Right now we just redid our build system. We switched from using the TSDX package for bundling the library. It's actually using a custom setup based on esbuild that someone contributed for us. As I was looking at that, I was having to say, okay, how many different output file formats do we need? We need CommonJS for development and production. We need an ES module with import/export syntax, but it's got to be backwards compiled to ES5 so it works in bundlers and IE11. We need UMD files for development and production so that people can use them as script tags. We also need a modern build that has import/export syntax, but ES2017 compiling syntax all the way through.
[00:45:15] But we also need versions that have been pre-compiled for development and production. And, oh, if I add this new exports keyword to our package.json, it's apparently going to break under Node because Node just switched how they handle ES modules. It's enough to make you pull your hair out. I would still love to have a guide that says how to do this stuff the right way, because I barely feel like I understand any of this.
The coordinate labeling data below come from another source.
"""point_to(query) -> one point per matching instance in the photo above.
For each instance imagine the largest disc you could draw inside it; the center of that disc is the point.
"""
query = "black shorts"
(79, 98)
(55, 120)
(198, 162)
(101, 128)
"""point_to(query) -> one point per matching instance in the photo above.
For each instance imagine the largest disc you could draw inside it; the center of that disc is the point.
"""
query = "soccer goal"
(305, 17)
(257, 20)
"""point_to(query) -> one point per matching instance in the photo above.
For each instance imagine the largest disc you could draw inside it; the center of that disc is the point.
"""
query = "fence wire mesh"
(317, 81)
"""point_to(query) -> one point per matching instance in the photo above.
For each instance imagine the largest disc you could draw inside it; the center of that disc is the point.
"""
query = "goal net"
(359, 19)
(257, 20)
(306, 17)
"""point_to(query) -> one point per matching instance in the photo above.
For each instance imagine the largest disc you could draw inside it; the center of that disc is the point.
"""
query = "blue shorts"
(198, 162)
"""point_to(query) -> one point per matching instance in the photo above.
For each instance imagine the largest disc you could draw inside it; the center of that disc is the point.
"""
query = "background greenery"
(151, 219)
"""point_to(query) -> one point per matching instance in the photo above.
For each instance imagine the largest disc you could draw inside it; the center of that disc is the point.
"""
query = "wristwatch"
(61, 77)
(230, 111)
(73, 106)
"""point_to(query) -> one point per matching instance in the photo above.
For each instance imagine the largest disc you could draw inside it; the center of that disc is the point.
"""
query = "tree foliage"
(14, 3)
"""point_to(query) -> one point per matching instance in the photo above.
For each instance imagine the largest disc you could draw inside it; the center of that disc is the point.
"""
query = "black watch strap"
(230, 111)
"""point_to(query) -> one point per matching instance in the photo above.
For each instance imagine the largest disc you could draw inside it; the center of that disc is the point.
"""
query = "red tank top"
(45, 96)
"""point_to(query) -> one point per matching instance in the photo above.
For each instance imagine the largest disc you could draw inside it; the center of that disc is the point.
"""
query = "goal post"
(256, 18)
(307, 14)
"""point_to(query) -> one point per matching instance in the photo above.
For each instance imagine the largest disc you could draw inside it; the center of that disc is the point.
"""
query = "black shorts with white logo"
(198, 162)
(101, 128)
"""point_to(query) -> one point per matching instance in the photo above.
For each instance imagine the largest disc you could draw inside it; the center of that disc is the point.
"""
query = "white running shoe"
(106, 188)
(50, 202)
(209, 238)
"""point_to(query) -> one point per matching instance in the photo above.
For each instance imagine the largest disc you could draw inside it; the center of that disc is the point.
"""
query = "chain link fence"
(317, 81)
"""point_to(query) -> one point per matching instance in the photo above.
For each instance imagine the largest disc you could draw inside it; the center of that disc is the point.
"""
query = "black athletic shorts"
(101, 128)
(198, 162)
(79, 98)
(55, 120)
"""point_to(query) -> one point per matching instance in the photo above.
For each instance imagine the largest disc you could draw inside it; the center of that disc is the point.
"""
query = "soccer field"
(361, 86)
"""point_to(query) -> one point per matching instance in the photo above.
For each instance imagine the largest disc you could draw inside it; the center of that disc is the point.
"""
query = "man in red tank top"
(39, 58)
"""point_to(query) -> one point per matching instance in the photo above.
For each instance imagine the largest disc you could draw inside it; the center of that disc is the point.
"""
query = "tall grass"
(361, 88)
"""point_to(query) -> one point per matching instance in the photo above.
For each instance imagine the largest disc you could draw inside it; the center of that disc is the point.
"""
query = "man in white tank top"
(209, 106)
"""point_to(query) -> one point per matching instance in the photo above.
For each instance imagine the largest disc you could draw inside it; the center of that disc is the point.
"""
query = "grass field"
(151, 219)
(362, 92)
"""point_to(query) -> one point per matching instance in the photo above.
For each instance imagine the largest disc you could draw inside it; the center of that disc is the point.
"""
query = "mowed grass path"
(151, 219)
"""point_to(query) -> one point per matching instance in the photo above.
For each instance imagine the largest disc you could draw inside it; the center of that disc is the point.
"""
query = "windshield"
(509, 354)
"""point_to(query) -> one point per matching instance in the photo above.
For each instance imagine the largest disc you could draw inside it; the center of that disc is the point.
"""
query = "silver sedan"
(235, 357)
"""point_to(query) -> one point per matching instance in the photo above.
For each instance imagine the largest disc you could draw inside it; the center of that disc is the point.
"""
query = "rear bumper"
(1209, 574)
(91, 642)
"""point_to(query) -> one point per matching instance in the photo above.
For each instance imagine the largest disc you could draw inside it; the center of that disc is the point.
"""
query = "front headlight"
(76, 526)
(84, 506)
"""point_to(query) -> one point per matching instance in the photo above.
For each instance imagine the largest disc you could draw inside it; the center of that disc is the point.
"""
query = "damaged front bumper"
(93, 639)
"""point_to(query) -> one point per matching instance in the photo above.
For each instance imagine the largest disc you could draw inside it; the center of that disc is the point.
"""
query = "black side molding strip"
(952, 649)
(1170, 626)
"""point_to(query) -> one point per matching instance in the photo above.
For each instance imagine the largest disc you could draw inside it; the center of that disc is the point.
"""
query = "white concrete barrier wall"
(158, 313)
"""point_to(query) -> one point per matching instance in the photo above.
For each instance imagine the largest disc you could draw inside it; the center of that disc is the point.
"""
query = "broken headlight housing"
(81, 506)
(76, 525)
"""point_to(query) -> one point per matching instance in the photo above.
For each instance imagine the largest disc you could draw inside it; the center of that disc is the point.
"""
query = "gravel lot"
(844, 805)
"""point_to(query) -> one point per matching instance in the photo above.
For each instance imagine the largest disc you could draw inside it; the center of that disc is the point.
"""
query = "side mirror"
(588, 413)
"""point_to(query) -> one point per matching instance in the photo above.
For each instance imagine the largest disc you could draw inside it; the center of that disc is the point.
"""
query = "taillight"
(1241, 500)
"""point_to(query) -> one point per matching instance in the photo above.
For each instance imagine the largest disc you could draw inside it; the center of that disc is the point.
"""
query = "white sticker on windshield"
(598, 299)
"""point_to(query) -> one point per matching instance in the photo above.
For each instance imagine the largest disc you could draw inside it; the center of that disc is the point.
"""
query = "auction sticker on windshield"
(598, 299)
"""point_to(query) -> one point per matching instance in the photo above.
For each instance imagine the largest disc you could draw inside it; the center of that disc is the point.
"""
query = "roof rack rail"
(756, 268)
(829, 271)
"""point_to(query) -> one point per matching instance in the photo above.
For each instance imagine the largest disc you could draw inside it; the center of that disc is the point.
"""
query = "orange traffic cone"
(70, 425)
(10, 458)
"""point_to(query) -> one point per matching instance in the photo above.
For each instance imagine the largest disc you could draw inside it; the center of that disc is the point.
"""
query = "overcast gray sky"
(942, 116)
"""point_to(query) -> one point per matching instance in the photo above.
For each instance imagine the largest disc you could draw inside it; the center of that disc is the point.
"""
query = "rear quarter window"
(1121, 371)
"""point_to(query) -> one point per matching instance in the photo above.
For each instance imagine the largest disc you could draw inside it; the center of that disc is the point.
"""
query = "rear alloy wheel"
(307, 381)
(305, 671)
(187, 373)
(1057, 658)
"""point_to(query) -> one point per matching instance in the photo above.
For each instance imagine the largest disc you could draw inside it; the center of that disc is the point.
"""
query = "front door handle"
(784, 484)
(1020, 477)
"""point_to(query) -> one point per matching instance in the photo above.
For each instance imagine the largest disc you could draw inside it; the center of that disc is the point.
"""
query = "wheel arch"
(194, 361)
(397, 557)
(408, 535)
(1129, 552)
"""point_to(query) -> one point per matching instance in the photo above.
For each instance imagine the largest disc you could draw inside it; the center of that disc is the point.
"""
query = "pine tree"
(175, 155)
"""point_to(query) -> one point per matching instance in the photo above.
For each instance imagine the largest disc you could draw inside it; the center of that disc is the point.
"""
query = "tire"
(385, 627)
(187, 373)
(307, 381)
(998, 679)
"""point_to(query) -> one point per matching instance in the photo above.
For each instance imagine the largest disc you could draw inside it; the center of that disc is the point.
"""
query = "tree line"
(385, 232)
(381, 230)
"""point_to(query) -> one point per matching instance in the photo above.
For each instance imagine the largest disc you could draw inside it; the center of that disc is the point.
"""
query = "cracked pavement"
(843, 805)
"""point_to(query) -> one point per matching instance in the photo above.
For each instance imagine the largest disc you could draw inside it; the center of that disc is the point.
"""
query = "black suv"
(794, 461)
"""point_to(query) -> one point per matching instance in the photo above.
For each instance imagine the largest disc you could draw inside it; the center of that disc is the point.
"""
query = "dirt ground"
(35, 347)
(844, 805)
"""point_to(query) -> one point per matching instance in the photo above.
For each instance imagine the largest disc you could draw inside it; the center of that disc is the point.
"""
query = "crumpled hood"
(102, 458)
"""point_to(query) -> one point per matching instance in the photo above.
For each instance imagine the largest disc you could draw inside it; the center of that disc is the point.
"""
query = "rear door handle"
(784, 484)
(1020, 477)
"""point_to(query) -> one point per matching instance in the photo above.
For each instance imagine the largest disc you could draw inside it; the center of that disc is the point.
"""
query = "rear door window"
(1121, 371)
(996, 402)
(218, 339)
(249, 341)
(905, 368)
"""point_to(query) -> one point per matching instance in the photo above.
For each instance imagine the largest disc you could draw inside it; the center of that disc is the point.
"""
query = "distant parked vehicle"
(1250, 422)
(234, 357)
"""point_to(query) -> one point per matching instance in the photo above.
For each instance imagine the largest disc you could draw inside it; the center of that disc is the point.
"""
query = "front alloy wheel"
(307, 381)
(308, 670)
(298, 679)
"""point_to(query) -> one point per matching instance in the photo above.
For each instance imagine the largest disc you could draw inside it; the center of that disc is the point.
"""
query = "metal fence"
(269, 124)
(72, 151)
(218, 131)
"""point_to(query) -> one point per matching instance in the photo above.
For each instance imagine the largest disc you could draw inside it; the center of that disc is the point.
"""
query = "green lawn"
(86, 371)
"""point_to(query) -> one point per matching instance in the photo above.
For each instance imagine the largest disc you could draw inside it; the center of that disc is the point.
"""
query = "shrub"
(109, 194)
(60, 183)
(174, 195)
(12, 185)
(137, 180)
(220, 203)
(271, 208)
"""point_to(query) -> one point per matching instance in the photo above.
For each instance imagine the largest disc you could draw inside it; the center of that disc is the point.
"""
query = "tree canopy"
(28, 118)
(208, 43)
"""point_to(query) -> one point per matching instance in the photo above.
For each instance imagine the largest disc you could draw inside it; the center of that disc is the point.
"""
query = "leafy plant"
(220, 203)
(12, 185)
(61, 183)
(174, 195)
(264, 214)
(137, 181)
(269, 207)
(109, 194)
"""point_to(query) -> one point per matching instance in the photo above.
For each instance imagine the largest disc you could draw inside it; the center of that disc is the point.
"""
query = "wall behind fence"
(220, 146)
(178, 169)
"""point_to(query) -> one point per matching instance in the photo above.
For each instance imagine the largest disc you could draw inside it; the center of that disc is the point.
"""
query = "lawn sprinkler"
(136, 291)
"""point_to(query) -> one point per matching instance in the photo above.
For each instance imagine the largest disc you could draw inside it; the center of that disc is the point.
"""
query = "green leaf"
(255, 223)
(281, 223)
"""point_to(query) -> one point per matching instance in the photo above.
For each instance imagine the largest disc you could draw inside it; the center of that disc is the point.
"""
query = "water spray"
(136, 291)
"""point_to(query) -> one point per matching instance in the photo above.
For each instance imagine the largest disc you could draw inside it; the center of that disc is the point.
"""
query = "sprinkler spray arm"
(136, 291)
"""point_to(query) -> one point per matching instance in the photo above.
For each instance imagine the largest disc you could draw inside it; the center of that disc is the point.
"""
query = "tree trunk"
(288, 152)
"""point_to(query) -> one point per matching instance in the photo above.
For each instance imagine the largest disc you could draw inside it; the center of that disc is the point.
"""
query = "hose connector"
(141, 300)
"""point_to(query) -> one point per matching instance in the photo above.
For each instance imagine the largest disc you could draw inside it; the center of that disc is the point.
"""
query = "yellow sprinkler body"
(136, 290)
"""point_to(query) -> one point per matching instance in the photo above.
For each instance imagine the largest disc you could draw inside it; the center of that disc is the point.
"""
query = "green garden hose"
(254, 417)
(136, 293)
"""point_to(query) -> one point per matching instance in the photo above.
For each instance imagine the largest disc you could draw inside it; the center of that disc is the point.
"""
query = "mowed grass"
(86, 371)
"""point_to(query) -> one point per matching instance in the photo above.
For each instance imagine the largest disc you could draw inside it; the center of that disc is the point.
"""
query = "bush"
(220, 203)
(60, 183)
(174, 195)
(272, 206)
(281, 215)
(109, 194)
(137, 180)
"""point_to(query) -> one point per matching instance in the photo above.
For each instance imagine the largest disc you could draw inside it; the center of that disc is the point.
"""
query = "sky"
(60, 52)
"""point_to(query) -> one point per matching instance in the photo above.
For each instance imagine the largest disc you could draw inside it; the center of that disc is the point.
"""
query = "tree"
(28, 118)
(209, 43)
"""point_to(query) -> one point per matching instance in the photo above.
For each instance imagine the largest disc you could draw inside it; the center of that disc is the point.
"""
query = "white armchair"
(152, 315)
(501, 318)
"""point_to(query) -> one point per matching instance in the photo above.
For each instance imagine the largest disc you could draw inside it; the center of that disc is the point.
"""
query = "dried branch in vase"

00:45:39 - Anthony Campolo
I'm glad you got some esbuild in there right at the end for me. I appreciate that.
00:45:44 - Mark Erikson
Yeah, I was making a comment about how complicated our setup is, and I made some comment about, like, esbuild can't handle this, right? And some user was like, yeah, well, I thought it was just for applications, isn't it? And the user basically responded by filing a PR to replace our build system. I'm like, oh, okay, I was wrong about that. I'm happy to be wrong.
00:46:06 - Anthony Campolo
Yeah, esbuild is pretty powerful.
00:46:08 - Christopher Burns
It's pretty powerful. But I'm not the first one to be like, is that it? Like, installed? And it's like, was that it? It didn't feel much faster on some things.
00:46:21 - Mark Erikson
But there was a great video that dropped about a month ago with, I think, Jason Lengstorf and Sunil Pai talking about how esbuild is insanely fast. And, okay, if your build happens in like a few milliseconds, how does that change your approach to developing applications and libraries? And what other tools like Vite are being built on top of esbuild? It was a fascinating watch. Highly recommend that.
00:46:46 - Anthony Campolo
I liked that episode. I shared that with Aldo. He appreciated it also. All right. Well, we're about at the end of our time here, Mark. Really appreciate you being here with us. I really appreciate all the work you put into open source and not only the library, but communicating the library and thinking holistically about what the library needs and how it fits into the whole ecosystem.
I appreciate your kind of quote-unquote thought leadership as much as we all hate that word. It is kind of what some of us do to a certain extent. You got to take that seriously. So thank you for that, and let our listeners know where they can find you and where they can get in touch with you.
00:47:24 - Mark Erikson
I'm at acemarke on Twitter and Reddit and the Reactiflux Discord. I'm markerikson on GitHub and Stack Overflow. I blog at blog.isquaredsoftware.com. Like I said, if you say the word Redux in a comment thread, there's a good chance I'll pop up about five minutes later.
00:47:44 - Christopher Burns
Thank you for your time. It's been great to have you on. I was going to say the final question would be, but do I truly need Redux? Go read the documentation and it will tell you if you need it or not.
00:47:57 - Mark Erikson
Thanks for having me.
00:48:27 - Anthony Campolo
I got a lot of respect for people who just pour as much time into open source as you do, so we'll have a lot of things to talk about.